BRUSSELS (Reuters) - European nuclear watchdogs have agreed details of new safety checks on the region’s 143 reactors and said a group would be set up to deal with the risks of a nuclear crisis arising from a terrorist attack.
By June 1, regulators will have to start checking power plants’ resilience to earthquakes and tsunamis to avert any crisis like that at Japan’s stricken Fukushima plant, the European Commission said on Wednesday.
The tests, which follow two months of dispute, will also address the ability of reactors to withstand more common threats such as forest fires, transport accidents and the loss of electrical power supplies.
“We’ve come up with very comprehensive testing criteria,” EU Energy Commissioner Guenther Oettinger told reporters.
“At the European-level, we’ll be inspecting the inspectors,” he said. “Human error has played a role in the Fukushima accident, so therefore we felt human error and human action had to be part of the stress test.”
Officials say that in Europe the most significant threat to reactors comes from terrorism, but Oettinger said that was best handled by national security agencies.
“I respect that some member states say they don’t want to show their cards -- that could even abet terrorism,” Oettinger told German radio station Deutschlandfunk.
He now also plans to prod Europe’s neighbours, Russia, Ukraine and Switzerland, to follow suit.
Europe’s divisions over nuclear power have deepened since Fukushima, with Britain and France remaining steadfast supporters, Italy shelving plans to build new plants and Germany taking steps towards a phase-out.
A fundamental shift in energy strategy is under way.
Germany’s suspension of its oldest seven plants has already increased demand for coal, prompted warnings of winter blackouts, and analysts predict an increase in long-term European gas demand.
Austria, a vocal opponent which banned new plants in 1974, said all its main demands had been met.

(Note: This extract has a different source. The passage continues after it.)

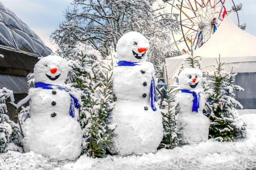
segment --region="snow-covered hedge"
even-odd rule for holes
[[[0,153],[8,150],[23,152],[22,135],[19,125],[10,120],[5,100],[10,98],[14,101],[13,91],[4,88],[0,89]]]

“This really was a tough fight,” Austrian Environment Minister Nikolaus Berlakovich told Austrian radio. “I welcome that a nuclear safety system is being set up for the first time at the European level. The nuclear lobby resisted it, of course.”
While the stress tests will have no legal teeth, they will be reviewed by other national regulators and the details will be made public. That means any plant that fails will come under ever more intense pressure from the anti-nuclear lobby.
“In case an upgrade is not technically or economically feasible, we believe reactors shall be shut down and decommissioned,” the European Commission said in a statement.
“A government has to explain to its public why it has taken a decision, or failed to act.”
This could put particular pressure on plants without containment structures for reactors or fuel pools, or those that face seismic threats.
That might put the spotlight on Britain’s gas-cooled Magnox reactors, Russian-made units in Slovakia, Hungary and the Czech Republic, and old boiling-water reactors in Germany, Spain, Sweden and Finland.
Green group politician Rebecca Harms challenged governments to take the threat of terrorism seriously.
“The proposed working group... smacks of being a face-saving exercise, which will fail to actually test the ability of key sites in Europe to withstand an attack, like a plane crash -- which it is widely known they cannot,” she said.